A Fécamp, Madame le Maire après avoir été jusqu’à fin 2019, membre du bureau national des Républicains, se présente « sans étiquette » au suffrage des électeurs. Mais les fécampois sont-ils dupes de cette posture électorale ?
 
A la tête d’une liste d’union de la droite, Marie-Agnès Poussier-Winsback est élue maire en 2014. C’est au sein d’une liste toujours d’union de la droite que Madame le maire de Fécamp à 100 % et présidente de l’Agglo à 100 %, se fait élire vice-présidente toujours à 100 % ! de la région Normandie en 2015.
 
Soutien tout aussi enthousiaste qu’inconditionnel de Bruno Lemaire, candidat aux primaires de la droite en 2016 (et actuel ministre de Macron), Madame le Maire a-t-elle mis de l’eau dans son vin  ?
 
Soutenir un candidat qui vient de la droite  et qui a passé quelques années à cirer les chaussures de Villepin avant d’être ministre de Fillon, n’est pas un choix politique anodin.
 
Le génial programme de 1000 pages concocté par Bruno Lemaire était très à droite visiblement.

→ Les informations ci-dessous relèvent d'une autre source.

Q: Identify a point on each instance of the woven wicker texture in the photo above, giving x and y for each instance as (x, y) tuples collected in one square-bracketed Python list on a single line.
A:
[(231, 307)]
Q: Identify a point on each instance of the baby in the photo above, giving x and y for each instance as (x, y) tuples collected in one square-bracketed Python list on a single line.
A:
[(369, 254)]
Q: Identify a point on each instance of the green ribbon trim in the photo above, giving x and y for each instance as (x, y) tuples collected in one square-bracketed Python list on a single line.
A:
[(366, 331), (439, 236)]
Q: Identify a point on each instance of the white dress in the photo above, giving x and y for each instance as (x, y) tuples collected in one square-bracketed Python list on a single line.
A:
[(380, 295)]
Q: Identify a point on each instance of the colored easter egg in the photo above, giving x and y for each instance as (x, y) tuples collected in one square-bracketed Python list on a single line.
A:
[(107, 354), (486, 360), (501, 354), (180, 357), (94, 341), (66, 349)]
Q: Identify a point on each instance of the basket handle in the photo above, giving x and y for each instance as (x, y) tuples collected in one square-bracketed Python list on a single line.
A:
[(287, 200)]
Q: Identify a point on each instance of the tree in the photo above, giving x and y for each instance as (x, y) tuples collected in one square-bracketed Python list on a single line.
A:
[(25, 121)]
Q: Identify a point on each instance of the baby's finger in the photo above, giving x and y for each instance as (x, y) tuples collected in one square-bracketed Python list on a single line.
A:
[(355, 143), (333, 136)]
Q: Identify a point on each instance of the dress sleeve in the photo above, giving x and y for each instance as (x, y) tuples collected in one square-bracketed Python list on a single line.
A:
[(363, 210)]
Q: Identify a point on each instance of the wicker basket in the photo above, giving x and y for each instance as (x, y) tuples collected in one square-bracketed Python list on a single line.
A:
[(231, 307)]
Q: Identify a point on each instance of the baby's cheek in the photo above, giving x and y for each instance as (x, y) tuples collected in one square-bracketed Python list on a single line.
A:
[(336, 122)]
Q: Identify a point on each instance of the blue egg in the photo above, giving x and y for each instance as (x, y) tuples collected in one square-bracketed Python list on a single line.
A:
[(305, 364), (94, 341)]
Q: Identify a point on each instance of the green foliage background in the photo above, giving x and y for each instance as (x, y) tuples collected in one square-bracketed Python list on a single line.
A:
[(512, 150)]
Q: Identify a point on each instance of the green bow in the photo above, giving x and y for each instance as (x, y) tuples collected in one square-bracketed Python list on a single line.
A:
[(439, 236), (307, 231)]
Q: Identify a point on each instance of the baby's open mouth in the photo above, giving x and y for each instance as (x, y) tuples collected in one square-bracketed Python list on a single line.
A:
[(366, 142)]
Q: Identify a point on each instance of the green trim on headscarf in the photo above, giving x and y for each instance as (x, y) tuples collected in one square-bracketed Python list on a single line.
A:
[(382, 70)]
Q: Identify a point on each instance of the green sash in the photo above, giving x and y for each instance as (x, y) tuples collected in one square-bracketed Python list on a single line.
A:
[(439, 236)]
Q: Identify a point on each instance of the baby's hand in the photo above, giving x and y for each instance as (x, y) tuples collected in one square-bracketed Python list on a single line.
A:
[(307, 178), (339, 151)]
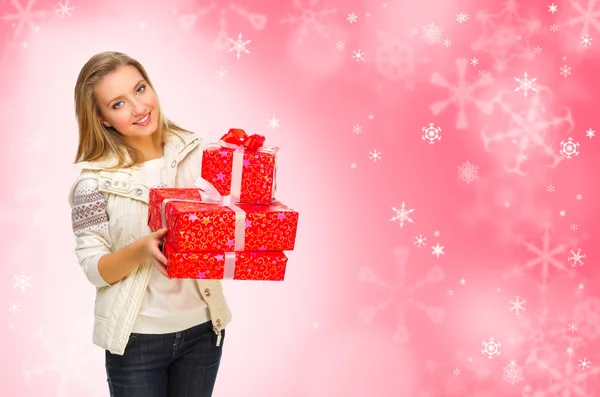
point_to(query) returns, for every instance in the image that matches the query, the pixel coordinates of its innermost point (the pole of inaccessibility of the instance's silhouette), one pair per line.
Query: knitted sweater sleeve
(89, 220)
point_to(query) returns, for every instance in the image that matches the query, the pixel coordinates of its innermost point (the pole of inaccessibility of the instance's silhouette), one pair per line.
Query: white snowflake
(431, 133)
(310, 19)
(462, 17)
(491, 348)
(525, 84)
(358, 55)
(590, 133)
(22, 281)
(576, 257)
(220, 11)
(402, 294)
(24, 16)
(468, 172)
(586, 41)
(528, 129)
(517, 305)
(374, 155)
(239, 46)
(584, 364)
(588, 16)
(512, 373)
(402, 215)
(505, 34)
(545, 256)
(420, 240)
(437, 250)
(431, 33)
(569, 148)
(64, 9)
(461, 93)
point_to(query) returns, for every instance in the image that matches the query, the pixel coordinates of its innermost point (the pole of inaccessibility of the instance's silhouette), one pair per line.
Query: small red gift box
(226, 265)
(196, 225)
(241, 166)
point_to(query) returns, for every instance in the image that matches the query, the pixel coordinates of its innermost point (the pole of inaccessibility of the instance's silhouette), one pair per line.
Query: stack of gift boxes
(230, 226)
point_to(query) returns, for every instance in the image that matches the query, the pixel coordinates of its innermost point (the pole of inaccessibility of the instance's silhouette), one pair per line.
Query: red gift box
(197, 225)
(242, 166)
(226, 265)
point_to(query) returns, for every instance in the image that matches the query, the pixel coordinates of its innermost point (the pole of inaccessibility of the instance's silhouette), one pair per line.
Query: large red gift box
(226, 265)
(240, 165)
(205, 226)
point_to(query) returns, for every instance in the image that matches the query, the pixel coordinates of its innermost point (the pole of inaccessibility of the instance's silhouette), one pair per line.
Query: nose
(138, 108)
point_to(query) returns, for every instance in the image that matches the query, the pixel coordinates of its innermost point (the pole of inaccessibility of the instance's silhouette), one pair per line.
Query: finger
(159, 256)
(159, 266)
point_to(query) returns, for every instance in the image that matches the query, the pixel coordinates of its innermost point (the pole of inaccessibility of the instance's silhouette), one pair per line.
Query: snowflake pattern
(505, 35)
(22, 281)
(461, 93)
(64, 9)
(468, 172)
(311, 19)
(239, 46)
(402, 215)
(525, 84)
(512, 373)
(402, 294)
(25, 15)
(491, 348)
(527, 129)
(431, 133)
(225, 12)
(569, 148)
(576, 257)
(517, 305)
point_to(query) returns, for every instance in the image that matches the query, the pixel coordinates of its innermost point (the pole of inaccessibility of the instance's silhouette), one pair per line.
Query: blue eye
(138, 91)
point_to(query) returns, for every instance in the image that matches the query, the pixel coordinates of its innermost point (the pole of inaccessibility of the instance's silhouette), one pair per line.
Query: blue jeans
(179, 364)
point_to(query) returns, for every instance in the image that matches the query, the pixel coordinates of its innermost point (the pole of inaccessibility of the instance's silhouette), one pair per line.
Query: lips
(146, 116)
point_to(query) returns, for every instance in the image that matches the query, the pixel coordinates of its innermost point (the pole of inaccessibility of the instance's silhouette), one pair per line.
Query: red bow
(237, 136)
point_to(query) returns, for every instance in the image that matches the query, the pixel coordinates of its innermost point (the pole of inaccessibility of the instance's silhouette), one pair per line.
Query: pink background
(364, 310)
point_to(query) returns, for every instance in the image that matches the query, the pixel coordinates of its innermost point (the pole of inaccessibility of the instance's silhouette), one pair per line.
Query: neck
(147, 148)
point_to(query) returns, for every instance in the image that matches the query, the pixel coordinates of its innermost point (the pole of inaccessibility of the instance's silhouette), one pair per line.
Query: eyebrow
(138, 83)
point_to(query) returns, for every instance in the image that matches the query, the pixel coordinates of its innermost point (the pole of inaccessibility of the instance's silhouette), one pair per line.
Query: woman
(162, 337)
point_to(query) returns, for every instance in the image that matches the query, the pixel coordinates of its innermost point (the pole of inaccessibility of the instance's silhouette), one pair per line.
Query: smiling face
(124, 98)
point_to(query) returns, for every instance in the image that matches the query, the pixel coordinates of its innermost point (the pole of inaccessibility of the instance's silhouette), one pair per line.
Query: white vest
(126, 197)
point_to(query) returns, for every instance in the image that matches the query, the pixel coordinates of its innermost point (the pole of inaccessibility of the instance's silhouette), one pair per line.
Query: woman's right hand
(150, 250)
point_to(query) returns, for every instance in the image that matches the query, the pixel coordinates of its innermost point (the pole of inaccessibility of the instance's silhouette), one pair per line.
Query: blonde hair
(96, 141)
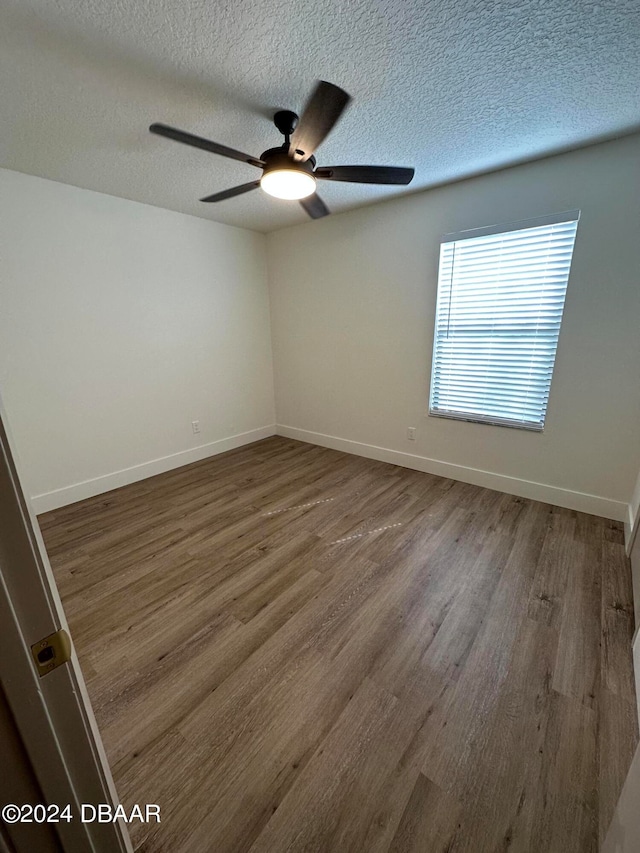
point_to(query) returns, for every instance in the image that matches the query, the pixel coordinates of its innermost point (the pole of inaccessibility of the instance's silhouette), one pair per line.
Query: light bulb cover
(288, 183)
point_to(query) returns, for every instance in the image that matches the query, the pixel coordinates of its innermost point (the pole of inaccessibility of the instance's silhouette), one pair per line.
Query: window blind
(500, 300)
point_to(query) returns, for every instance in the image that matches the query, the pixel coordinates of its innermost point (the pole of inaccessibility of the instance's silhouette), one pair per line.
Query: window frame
(485, 231)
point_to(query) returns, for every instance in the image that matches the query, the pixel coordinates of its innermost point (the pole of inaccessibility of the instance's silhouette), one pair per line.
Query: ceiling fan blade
(314, 206)
(243, 188)
(366, 174)
(205, 144)
(324, 108)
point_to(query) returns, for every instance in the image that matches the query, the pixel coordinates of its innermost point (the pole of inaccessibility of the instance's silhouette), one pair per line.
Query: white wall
(121, 323)
(624, 833)
(634, 513)
(352, 304)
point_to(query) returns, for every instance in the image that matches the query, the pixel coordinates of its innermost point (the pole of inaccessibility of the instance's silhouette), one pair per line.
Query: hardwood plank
(291, 648)
(430, 822)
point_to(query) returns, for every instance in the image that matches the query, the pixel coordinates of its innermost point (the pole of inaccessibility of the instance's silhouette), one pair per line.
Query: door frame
(52, 713)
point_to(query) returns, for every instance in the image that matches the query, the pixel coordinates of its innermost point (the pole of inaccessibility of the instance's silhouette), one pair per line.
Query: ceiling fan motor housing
(278, 158)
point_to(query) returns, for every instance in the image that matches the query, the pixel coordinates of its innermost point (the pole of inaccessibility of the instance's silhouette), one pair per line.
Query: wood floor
(294, 649)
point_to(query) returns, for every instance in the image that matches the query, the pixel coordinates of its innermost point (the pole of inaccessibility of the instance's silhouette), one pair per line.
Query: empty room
(320, 484)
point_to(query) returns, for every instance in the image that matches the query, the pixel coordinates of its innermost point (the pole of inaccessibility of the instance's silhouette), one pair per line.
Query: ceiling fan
(290, 171)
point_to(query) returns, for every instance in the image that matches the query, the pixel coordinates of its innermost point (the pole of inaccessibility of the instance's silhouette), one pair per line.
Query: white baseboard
(592, 504)
(107, 482)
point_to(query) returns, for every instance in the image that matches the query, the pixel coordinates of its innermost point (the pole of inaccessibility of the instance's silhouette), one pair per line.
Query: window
(500, 300)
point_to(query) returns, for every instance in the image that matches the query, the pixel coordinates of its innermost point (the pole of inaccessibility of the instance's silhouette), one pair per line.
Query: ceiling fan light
(288, 183)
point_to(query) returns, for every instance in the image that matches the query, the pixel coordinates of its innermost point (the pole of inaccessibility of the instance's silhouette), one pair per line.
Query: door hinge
(51, 651)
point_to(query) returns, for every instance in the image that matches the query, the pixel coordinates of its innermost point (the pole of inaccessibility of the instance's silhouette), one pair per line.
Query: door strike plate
(51, 651)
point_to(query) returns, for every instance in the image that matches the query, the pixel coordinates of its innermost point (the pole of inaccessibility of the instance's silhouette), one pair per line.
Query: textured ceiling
(452, 87)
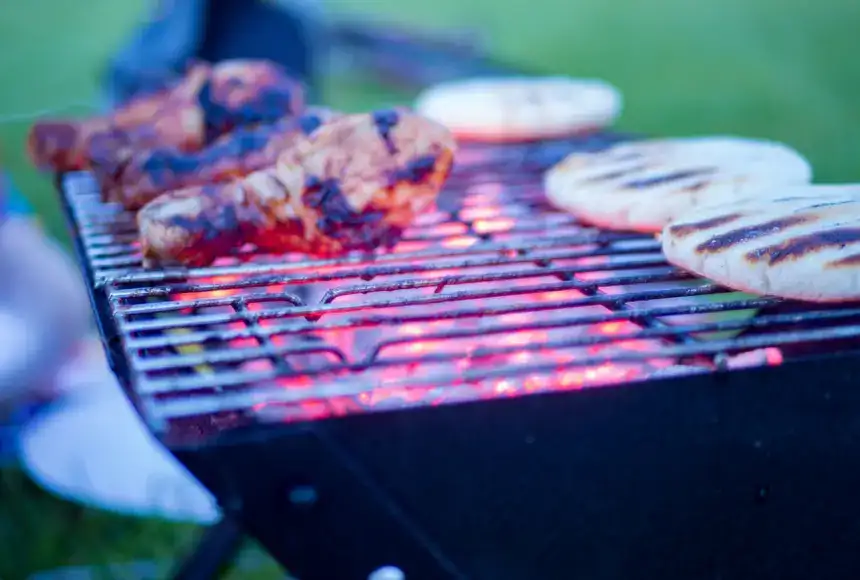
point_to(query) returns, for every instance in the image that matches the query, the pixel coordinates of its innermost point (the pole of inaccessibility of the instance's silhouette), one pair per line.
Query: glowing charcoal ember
(501, 224)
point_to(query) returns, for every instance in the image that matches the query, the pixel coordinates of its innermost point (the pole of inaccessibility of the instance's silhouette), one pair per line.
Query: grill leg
(214, 554)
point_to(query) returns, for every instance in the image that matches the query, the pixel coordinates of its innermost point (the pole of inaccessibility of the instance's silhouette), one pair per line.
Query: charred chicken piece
(355, 184)
(148, 174)
(207, 102)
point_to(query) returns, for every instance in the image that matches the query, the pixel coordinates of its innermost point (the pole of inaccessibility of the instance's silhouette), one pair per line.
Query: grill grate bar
(267, 392)
(319, 311)
(370, 273)
(213, 336)
(586, 237)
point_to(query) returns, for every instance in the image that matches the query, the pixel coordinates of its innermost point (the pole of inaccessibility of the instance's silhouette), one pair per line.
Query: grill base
(747, 475)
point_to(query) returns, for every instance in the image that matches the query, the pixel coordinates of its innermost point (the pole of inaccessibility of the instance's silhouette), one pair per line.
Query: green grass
(782, 69)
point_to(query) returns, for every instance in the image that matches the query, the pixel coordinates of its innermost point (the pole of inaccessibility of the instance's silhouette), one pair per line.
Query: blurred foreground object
(43, 305)
(289, 33)
(65, 451)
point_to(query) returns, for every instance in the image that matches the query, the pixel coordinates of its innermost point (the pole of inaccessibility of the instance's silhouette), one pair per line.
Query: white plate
(95, 450)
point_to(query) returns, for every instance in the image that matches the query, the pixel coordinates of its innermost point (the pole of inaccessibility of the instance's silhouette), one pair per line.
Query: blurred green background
(780, 69)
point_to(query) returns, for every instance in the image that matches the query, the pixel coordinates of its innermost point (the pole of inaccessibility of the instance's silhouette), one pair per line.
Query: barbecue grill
(436, 407)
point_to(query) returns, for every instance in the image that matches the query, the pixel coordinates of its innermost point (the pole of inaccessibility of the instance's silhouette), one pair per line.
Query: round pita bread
(799, 242)
(520, 108)
(643, 185)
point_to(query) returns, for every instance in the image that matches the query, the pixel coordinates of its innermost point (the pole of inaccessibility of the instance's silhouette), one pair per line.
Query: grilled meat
(148, 174)
(207, 102)
(354, 184)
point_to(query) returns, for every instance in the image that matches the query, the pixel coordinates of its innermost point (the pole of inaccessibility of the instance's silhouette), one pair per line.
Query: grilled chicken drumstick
(207, 102)
(354, 184)
(148, 174)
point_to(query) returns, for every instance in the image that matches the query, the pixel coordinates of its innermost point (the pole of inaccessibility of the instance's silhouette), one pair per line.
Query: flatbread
(796, 242)
(643, 185)
(520, 108)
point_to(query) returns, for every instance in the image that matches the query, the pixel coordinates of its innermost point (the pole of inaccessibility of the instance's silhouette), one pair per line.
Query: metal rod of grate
(493, 288)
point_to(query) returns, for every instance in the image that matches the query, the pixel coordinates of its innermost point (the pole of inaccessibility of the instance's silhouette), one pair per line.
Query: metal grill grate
(495, 294)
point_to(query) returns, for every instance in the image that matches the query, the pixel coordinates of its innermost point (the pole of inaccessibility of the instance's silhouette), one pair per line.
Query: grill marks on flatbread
(644, 185)
(805, 245)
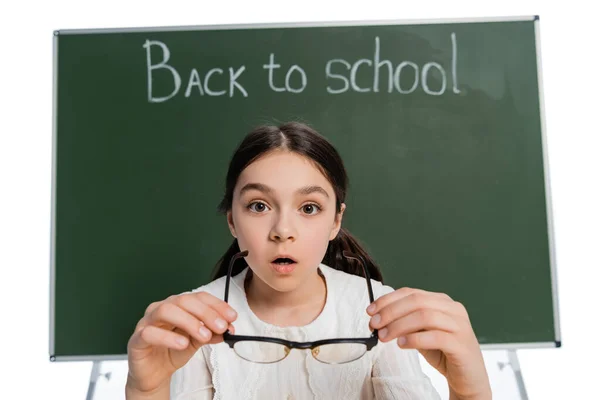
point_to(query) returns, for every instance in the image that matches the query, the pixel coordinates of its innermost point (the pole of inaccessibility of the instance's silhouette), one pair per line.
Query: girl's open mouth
(283, 265)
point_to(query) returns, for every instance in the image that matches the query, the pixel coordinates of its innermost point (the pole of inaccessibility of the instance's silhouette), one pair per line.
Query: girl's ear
(230, 223)
(337, 224)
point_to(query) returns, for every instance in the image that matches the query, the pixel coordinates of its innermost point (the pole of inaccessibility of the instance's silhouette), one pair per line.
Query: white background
(569, 34)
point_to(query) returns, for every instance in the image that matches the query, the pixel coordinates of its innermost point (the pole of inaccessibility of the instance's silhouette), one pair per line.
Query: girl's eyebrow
(267, 190)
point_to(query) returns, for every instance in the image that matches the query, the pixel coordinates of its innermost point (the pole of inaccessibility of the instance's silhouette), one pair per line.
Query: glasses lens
(260, 352)
(339, 353)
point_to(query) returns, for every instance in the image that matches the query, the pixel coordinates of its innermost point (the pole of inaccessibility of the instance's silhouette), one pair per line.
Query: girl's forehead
(283, 171)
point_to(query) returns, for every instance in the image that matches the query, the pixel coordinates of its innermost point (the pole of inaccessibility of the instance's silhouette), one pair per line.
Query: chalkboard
(440, 125)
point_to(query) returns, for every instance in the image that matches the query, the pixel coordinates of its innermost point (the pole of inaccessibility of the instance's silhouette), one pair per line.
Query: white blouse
(385, 372)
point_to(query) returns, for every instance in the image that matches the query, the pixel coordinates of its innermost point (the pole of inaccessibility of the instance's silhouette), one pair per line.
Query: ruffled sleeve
(193, 381)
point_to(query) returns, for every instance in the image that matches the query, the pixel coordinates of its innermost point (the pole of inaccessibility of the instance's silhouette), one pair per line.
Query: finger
(421, 320)
(396, 295)
(169, 316)
(216, 339)
(430, 340)
(218, 305)
(411, 303)
(154, 336)
(206, 314)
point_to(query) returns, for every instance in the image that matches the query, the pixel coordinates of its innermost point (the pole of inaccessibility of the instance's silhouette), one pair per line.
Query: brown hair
(305, 141)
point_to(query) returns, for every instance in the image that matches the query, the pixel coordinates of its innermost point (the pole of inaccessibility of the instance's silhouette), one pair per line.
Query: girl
(299, 278)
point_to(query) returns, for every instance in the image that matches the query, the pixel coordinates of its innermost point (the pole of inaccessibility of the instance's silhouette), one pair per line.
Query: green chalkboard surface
(440, 126)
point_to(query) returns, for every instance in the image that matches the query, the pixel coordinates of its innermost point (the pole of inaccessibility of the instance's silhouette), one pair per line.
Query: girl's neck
(296, 308)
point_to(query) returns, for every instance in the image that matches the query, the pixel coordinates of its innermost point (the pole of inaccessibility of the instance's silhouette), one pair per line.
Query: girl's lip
(284, 269)
(285, 256)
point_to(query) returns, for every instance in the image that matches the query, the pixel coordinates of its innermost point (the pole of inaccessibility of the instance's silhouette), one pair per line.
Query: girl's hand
(440, 329)
(170, 333)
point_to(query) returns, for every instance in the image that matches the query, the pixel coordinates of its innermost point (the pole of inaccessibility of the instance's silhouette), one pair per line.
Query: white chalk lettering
(233, 81)
(424, 76)
(194, 81)
(353, 75)
(207, 78)
(166, 54)
(399, 71)
(454, 67)
(378, 64)
(397, 81)
(288, 76)
(271, 66)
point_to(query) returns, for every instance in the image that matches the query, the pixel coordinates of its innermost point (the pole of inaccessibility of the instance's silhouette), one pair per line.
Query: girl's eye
(309, 208)
(260, 207)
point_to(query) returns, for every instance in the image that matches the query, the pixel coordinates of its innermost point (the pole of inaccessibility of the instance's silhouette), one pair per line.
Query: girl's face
(283, 205)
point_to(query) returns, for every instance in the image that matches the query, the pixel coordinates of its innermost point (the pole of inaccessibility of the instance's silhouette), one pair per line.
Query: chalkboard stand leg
(513, 361)
(95, 375)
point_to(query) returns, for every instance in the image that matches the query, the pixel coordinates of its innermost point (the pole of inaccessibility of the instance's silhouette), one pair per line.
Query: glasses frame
(232, 339)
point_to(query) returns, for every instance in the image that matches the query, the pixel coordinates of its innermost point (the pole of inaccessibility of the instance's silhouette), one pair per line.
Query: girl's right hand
(170, 333)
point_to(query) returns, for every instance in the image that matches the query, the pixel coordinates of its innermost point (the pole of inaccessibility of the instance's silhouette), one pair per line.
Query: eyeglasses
(267, 350)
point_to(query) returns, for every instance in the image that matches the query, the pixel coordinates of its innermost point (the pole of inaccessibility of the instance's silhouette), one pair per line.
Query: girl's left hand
(440, 329)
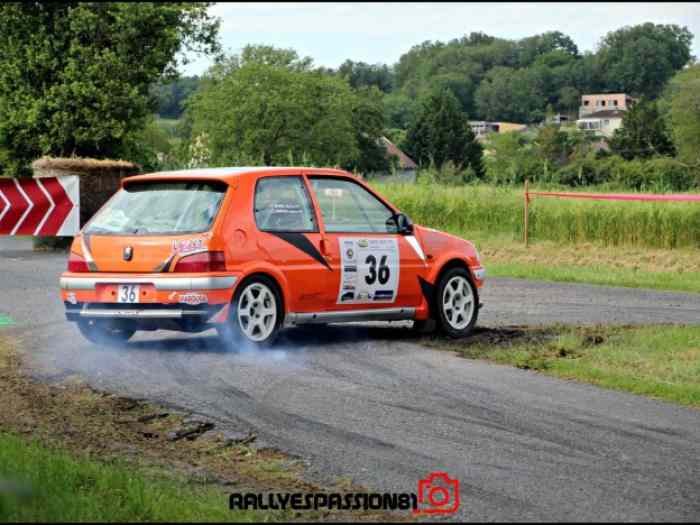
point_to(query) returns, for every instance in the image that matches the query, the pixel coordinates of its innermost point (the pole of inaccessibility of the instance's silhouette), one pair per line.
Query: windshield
(159, 208)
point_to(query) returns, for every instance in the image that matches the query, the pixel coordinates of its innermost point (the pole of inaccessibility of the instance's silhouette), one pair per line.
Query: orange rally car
(250, 250)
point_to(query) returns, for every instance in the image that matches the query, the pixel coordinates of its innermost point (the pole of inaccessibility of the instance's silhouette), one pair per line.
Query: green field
(485, 211)
(41, 484)
(657, 361)
(634, 244)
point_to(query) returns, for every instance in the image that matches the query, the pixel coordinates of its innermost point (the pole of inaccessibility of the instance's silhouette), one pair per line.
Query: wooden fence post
(526, 214)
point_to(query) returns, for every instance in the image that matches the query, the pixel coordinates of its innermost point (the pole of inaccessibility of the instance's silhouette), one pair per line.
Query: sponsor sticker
(187, 245)
(370, 270)
(193, 298)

Un court extrait illustre clairement la tendance politique du candidat :
 

      • « L’assouplissement des normes d’hébergement » pour les saisonniers agricoles venus du Maroc, de Pologne ou de Roumanie, car elles sont « trop contraignantes » ;
      • La réduction des dépenses publiques ;
      • La retraite à 65 ans dès 2020 ;
      • 10 000 places de prison supplémentaires ;
      • L’augmentation des prélèvements en eau de l’agriculture industrielle ;
      • Évacuer la ZAD de “Notre-Dame-des-Landes” par une opération d’envergure ;
      • Durcir drastiquement les conditions du regroupement familial ;
      • Accroître le délai de rétention administrative [des migrants] jusqu’à 120 jours  ;
      • Faire primer les « accords d’entreprise  » sur tous les autres, contrat de travail inclus. Etc., etc.

     

Se dire sans étiquette après avoir soutenu un tel programme, non Madame Poussier Winsback, les électrices et électeurs fécampois n’ont pas oublié que vous êtes une militante politique de droite.